I don’t know what to say. I do know silence is not an option.
In trying to grasp the magnitude of the events of the weekend I have spent much time reading opinion columns, blogs and social media posts by friends. I’ve read so much and heard so many opinions I’m not sure there is a right thing to say, no matter what our opinions or feelings are.
I’m white and with that brings privilege. White people should not pretend to understand the horror and fear that people of color live with, I’ve read. I’m not supposed to say, “But I’m one of the good ones,” pretending not to be racist or not to have racist thoughts. Because, they tell me, this is not about me and they say it’s not about President Trump either.
I recall hearing from a few people immediately after the election, this is good and good can come from this, because now we are forced to look our problems in the eye, deal with them and move forward. I did not understand what those problems were exactly. I did believe then and now that we elected a bigot and that a portion of Trump’s supporters share this extreme bigotry and racism with the president.

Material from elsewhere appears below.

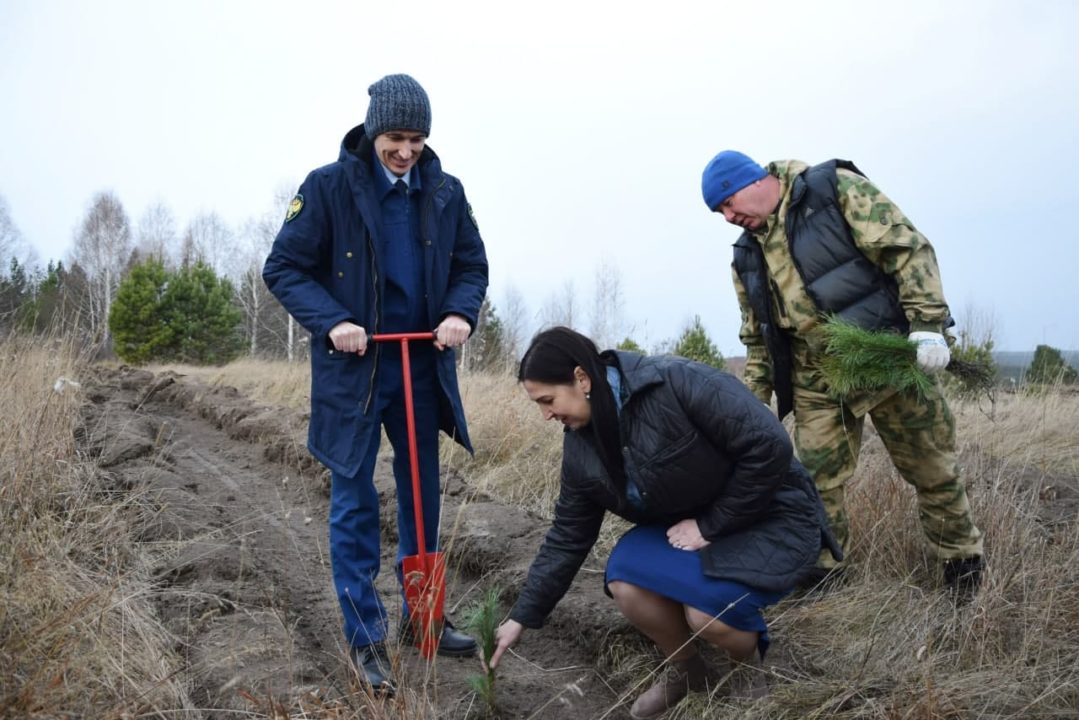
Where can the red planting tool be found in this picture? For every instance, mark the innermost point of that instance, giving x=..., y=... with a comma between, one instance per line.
x=424, y=573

There’s no denying Trump made it fashionable to speak hatred. He has shown this by his example and makes no apologies for it. Quite honestly I would enjoy making this all about Trump. But if Trump were gone tomorrow, the country’s problems with hatred and bigotry would still exist. It is deeply rooted in our people and growing in intensity – for which I do blame Trump.

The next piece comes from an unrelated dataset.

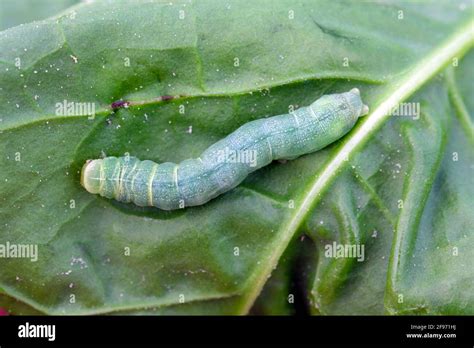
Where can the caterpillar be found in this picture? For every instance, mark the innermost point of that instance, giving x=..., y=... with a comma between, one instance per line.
x=225, y=164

So what shall we do? Should white people shut the hell up because we do not understand the plight of those being persecuted, threatened, harmed and killed?
Should more white people show up prepared to fight (for our lives) at the next planned white supremacy rally?

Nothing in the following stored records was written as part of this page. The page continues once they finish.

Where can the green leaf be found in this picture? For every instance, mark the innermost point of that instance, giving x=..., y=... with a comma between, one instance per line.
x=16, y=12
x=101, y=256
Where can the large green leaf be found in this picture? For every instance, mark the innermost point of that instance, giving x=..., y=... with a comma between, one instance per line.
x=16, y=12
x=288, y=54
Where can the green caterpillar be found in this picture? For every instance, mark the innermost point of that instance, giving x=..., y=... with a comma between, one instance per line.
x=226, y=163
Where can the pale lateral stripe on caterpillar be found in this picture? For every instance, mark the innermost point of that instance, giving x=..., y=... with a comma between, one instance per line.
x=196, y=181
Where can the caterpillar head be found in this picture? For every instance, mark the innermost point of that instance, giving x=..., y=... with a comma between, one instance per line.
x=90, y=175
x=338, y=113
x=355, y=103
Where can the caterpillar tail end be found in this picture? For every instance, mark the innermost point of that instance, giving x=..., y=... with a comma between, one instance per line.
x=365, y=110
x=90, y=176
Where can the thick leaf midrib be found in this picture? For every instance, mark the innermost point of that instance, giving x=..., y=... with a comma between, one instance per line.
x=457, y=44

Should some of us vote differently in the next elections? Call our representatives? Would it change anything?
Or should we begin a conversation (which means to listen and hear) even when it is difficult – especially when it’s difficult – with strangers, our neighbors, friends and family? Particularly with those who are different from us? Are we capable of asking the hard questions and opening our hearts to hear?
Is there a class to take to learn how to react and respond to such atrocities? Because I don’t know what to do or what to say.
I do know I will not remain silent and because of that I am sure to say the wrong thing.
Opening the door to dialogue is one of the few things I know we should do, can do, even at the risk of saying the wrong thing.
It seems like a tiny thing, doesn’t it? Talking. Sharing. Listening. Hearing.